The pediatrician’s office was fast (thank goodness), but the ear infection I was so sure he had was faint.  At one point, they encouraged me to wait to start antibiotics unless his condition worsened.  “Worsened?” I thought.  As a parent – especially a working mom – the thought was foreign.  Why would I want to wait?  It is true I disliked the idea of giving my kid medicine he didn’t need, but if there was even a chance it was treatable, I wanted to act sooner than later so he would start to feel better and – let’s be honest – so I could get back to work. 

 The day was filled with ups and downs.  I attempted to do laundry, but was easily distracted.  Every time I started dishes, Z wanted to play in the sink.  He was hungry, but then he wasn’t.  I snacked, but never ate a real meal.  I wasn’t doing anything at 100% and was running with less than a quarter in the tank.  I was distracted and it was evident.  At some point I gave in and allowed him to watch more TV than usual in an attempt to get him to rest and give me a moment to rest. Nevertheless, patience slipped.  I said things I didn’t mean.  Eventually, I made my son cry.  

Within a few minutes of my husband getting home “The thermometer was on the floor for some reason and now it’s broken.  How did this happen?  Have you taken his temperature lately?  He’s burning up!”  The words stung more than they should have.  I knew he didn’t mean anything by it, he was just worried about our kid.  

The truth was I had no idea how the thermometer had gotten on the floor, other than I let Z play with it for several minutes earlier.  He didn’t even have a temperature at the doctor’s office only an hour or so prior.  How did this happen so quickly?  How did I let it get this bad so quickly?  Why was I so distracted? I had tried to do so much and I felt like I hadn’t accomplished anything.  

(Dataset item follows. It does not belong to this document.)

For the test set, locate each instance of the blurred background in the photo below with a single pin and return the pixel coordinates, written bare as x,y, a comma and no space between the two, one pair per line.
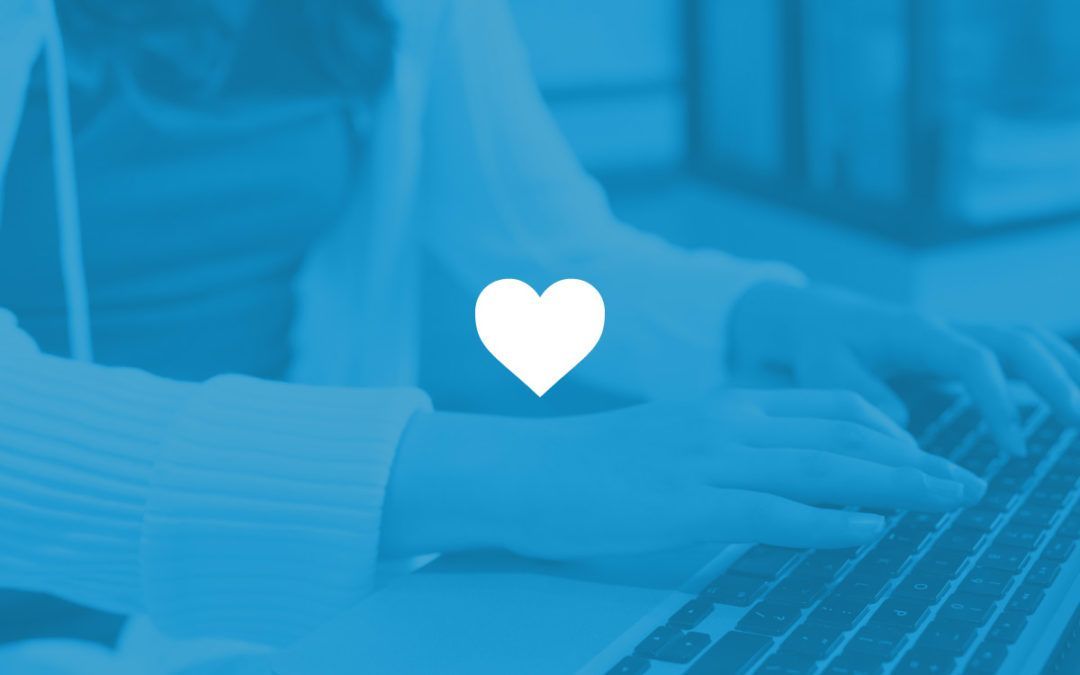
922,151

But I had accomplished something – several things, actually: 

  • Visited the pediatrician’s office; 
  • Picked up Z’s prescriptions; 
  • Baked brownies; 
  • Cleaned dishes; 
  • Started a load of laundry; 
  • Kept tummies full; 
  • Read several books; 
  • Went on two walks; and 
  • Shared snuggles. 

 We were on the road to recovery. 

Sometimes it is hard for us to give ourselves some grace, especially on really hard days.  It is even harder when someone we love is sick.  For taskmasters, the thought of spending the day taking it easy so everyone can get well is a foreign idea – and many times very hard.  The truth is, there are some days we cannot do it all – and that’s OK.  What is important to remember is we do our best and prioritize what is important.  Right now, my priority is for my house to get healthy again.